A novel autoantibody signatures for enhanced clinical diagnosis of pancreatic ductal adenocarcinoma

Abstract Background Pancreatic ductal adenocarcinoma (PDAC) is a devastating disease that requires precise diagnosis for effective treatment. However, the diagnostic value of carbohydrate antigen 19 − 9 (CA19-9) is limited. Therefore, this study aims to identify novel tumor-associated autoantibodies (TAAbs) for PDAC diagnosis. Methods A three-phase strategy comprising discovery, test, and validation was implemented. HuProt™ Human Proteome Microarray v3.1 was used to screen potential TAAbs in 49 samples. Subsequently, the levels of potential TAAbs were evaluated in 477 samples via enzyme-linked immunosorbent assay (ELISA) in PDAC, benign pancreatic diseases (BPD), and normal control (NC), followed by the construction of a diagnostic model. Results In the discovery phase, protein microarrays identified 167 candidate TAAbs.

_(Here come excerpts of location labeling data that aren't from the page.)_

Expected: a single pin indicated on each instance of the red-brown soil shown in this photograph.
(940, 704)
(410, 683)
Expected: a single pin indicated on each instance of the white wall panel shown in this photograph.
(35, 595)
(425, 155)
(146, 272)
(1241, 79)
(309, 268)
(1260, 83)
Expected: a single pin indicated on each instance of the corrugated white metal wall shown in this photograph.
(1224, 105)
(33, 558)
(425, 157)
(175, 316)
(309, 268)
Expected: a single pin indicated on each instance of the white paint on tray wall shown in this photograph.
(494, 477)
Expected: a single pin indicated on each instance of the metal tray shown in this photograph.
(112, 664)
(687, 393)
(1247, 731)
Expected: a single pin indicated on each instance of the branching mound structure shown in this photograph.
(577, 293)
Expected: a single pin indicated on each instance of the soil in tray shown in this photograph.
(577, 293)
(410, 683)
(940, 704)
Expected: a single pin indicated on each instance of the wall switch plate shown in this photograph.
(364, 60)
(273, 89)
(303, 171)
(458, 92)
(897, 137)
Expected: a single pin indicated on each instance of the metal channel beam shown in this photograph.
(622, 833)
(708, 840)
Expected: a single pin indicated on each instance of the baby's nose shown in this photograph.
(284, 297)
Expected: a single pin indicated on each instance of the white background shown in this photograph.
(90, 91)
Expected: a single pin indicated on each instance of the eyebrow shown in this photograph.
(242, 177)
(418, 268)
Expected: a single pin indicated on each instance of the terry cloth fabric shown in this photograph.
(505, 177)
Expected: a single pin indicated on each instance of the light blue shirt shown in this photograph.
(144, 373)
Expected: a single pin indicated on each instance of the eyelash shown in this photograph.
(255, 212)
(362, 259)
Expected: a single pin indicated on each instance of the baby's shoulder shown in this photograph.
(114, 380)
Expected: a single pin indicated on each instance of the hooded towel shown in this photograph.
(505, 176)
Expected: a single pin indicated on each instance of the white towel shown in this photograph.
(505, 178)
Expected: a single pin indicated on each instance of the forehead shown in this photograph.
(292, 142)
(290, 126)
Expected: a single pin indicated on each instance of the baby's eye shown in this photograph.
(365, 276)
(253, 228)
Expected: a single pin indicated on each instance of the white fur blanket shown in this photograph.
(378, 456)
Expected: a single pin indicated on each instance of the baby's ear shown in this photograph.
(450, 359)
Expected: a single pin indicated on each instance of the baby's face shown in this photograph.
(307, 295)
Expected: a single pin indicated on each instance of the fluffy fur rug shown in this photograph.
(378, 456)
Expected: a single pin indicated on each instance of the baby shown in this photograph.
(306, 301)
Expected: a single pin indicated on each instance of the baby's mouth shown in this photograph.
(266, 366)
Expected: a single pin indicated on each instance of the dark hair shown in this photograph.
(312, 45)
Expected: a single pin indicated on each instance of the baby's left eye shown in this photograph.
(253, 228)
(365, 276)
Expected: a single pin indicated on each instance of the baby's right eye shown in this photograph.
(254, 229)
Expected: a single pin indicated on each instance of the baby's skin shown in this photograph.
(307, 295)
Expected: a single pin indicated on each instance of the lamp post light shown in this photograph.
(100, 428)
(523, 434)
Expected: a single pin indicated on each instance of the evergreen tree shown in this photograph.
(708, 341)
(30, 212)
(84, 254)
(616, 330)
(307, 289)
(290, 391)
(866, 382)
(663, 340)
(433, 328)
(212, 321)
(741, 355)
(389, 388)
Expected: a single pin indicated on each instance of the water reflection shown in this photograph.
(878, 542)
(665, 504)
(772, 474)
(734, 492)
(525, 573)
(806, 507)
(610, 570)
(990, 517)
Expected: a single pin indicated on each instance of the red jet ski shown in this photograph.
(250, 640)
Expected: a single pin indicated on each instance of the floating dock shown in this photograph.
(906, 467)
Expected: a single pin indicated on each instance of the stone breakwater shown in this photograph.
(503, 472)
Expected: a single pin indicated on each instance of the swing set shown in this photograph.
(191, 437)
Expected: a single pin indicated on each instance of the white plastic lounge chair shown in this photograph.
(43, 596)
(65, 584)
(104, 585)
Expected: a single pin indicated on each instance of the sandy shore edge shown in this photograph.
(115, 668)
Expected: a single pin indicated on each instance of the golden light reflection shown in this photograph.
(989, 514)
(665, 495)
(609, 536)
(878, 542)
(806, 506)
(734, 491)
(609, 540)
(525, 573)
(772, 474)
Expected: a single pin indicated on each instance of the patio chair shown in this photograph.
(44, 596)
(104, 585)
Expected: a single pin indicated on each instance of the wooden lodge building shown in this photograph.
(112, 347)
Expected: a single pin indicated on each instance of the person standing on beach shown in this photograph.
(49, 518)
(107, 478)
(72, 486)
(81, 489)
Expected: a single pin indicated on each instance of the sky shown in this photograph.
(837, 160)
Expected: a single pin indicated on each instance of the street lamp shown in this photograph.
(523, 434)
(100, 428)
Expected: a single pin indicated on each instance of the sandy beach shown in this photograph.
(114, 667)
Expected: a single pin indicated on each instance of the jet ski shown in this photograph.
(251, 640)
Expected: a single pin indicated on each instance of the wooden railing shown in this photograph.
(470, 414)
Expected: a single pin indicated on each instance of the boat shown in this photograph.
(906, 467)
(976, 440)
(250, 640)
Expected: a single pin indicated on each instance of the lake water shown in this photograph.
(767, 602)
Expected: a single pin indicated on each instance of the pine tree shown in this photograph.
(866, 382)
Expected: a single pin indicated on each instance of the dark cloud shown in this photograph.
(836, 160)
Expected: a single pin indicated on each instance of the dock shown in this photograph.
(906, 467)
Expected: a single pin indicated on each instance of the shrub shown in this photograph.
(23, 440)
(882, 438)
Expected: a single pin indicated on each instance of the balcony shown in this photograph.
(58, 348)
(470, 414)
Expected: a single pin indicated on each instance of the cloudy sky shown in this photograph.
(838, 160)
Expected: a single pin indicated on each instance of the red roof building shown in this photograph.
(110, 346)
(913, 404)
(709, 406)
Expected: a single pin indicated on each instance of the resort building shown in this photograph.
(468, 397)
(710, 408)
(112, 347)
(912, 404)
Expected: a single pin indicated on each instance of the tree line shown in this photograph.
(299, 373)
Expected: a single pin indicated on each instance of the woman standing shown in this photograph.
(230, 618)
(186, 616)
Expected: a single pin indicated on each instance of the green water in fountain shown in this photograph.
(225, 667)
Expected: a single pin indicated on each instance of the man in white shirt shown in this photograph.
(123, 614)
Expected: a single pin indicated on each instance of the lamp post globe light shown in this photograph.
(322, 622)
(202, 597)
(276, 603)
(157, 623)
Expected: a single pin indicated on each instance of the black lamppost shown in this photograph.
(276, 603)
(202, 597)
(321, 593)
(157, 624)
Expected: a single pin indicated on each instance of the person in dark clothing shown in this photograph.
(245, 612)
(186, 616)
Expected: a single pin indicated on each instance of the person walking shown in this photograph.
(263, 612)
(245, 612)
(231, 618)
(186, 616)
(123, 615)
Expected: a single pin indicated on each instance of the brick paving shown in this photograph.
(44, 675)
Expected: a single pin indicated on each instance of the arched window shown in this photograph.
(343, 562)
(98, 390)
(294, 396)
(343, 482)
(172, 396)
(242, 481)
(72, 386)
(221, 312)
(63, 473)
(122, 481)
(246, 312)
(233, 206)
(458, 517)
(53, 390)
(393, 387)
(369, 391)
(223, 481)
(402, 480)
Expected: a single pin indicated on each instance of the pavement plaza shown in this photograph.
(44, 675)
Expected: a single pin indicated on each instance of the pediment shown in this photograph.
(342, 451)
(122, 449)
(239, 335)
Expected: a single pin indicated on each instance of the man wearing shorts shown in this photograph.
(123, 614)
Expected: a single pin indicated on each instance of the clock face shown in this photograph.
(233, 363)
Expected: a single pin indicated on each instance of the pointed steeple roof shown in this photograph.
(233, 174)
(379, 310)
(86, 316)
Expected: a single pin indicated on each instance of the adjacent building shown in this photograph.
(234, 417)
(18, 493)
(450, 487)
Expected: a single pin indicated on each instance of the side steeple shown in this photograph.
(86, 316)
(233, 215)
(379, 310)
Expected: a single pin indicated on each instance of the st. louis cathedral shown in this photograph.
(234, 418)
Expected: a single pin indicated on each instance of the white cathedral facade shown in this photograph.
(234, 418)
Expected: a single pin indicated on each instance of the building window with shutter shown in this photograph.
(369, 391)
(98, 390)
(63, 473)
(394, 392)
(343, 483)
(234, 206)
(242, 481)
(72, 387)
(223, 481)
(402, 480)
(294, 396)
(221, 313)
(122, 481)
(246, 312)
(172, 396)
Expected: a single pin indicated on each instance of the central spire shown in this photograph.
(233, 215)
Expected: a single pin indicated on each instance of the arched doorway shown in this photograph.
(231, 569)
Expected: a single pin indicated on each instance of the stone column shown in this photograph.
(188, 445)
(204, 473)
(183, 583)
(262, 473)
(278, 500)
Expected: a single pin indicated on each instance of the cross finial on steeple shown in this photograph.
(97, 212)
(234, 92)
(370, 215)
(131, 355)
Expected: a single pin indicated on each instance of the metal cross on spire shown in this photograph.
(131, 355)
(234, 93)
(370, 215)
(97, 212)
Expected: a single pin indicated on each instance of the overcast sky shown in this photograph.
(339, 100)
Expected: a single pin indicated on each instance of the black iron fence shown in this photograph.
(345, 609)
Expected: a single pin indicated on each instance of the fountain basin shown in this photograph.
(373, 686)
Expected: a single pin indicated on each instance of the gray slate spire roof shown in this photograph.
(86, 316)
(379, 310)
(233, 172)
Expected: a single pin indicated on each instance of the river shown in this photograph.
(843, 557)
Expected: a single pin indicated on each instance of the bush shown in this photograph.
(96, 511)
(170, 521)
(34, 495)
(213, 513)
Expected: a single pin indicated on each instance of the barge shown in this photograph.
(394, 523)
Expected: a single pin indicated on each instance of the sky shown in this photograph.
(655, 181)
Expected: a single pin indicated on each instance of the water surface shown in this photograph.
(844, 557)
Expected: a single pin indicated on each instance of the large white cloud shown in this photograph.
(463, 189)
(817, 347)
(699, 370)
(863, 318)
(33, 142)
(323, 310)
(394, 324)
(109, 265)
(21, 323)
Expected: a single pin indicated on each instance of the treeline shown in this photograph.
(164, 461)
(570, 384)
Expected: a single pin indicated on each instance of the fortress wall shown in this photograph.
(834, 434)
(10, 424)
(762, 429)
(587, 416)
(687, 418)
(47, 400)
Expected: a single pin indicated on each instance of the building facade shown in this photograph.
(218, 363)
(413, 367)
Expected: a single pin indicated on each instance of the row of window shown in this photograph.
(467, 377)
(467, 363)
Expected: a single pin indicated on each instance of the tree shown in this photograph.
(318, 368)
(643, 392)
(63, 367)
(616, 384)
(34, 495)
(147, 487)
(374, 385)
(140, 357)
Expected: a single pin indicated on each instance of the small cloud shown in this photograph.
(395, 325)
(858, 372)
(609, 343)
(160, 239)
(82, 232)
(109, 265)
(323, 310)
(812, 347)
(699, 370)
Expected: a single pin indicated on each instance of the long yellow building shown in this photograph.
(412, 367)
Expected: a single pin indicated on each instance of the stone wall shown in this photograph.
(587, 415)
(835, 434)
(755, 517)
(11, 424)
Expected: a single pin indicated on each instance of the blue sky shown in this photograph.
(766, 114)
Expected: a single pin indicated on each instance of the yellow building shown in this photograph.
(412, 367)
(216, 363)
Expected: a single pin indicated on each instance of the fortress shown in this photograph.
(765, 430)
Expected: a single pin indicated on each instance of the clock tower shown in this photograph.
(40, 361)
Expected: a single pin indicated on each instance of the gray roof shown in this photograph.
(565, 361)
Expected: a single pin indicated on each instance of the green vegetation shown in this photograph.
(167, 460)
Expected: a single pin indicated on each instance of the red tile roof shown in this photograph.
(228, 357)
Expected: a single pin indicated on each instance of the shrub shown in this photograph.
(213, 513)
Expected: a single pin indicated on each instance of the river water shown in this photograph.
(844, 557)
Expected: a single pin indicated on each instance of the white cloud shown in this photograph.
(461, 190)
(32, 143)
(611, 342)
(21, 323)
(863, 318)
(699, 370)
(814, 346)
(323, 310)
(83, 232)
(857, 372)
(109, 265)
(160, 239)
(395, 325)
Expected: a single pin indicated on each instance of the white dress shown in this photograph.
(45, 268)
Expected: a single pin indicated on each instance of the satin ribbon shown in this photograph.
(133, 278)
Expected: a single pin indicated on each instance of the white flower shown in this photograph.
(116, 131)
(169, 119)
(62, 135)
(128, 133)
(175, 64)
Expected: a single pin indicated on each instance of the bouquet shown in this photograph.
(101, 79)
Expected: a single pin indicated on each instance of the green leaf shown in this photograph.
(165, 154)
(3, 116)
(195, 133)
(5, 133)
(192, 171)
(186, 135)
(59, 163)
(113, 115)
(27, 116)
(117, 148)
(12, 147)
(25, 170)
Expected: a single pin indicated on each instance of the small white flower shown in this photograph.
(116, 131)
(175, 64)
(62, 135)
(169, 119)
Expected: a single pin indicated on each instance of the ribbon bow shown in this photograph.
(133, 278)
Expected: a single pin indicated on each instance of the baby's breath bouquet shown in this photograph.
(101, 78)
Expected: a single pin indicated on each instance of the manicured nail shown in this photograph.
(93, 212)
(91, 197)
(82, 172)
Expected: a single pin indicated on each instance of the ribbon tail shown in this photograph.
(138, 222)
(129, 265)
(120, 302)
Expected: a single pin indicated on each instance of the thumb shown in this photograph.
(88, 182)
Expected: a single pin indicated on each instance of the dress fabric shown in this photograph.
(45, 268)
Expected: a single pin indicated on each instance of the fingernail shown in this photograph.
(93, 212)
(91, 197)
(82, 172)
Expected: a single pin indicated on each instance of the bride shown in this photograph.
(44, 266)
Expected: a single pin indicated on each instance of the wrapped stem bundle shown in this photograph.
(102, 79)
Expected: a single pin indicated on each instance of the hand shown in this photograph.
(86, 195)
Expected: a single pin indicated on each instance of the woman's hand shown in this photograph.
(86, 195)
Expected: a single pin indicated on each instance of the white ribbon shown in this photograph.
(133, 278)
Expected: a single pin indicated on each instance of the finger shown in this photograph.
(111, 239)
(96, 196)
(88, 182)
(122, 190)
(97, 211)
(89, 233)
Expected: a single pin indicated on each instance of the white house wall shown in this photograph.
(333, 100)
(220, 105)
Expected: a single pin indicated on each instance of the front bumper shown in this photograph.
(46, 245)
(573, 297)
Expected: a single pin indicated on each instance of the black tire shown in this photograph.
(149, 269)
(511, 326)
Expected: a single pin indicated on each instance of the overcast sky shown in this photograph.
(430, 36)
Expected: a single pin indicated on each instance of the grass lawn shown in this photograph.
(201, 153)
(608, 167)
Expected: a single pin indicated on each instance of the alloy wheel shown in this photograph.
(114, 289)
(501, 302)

Based on bioinformatics analysis, fifteen tumor-associated antigens (TAAs) were selected for further validation using ELISA. Ten TAAbs exhibited differentially expressed in PDAC patients in the test phase (P < 0.05), with an area under the curve (AUC) ranging from 0.61 to 0.76. An immunodiagnostic model including three TAAbs (anti-HEXB, anti-TXLNA, anti-SLAMF6) was then developed, demonstrating AUCs of 0.81 (58.0% sensitivity, 86.0% specificity) and 0.78 (55.71% sensitivity, 87.14% specificity) for distinguishing PDAC from NC. Additionally, the model yielded AUCs of 0.80 (58.0% sensitivity, 86.25% specificity) and 0.83 (55.71% sensitivity, 100% specificity) for distinguishing PDAC from BPD in the test and validation phases, respectively. Notably, the combination of the immunodiagnostic model with CA19-9 resulted in an increased positive rate of PDAC to 92.91%. Conclusion The immunodiagnostic model may offer a novel serological detection method for PDAC diagnosis, providing valuable insights into the development of effective diagnostic biomarkers.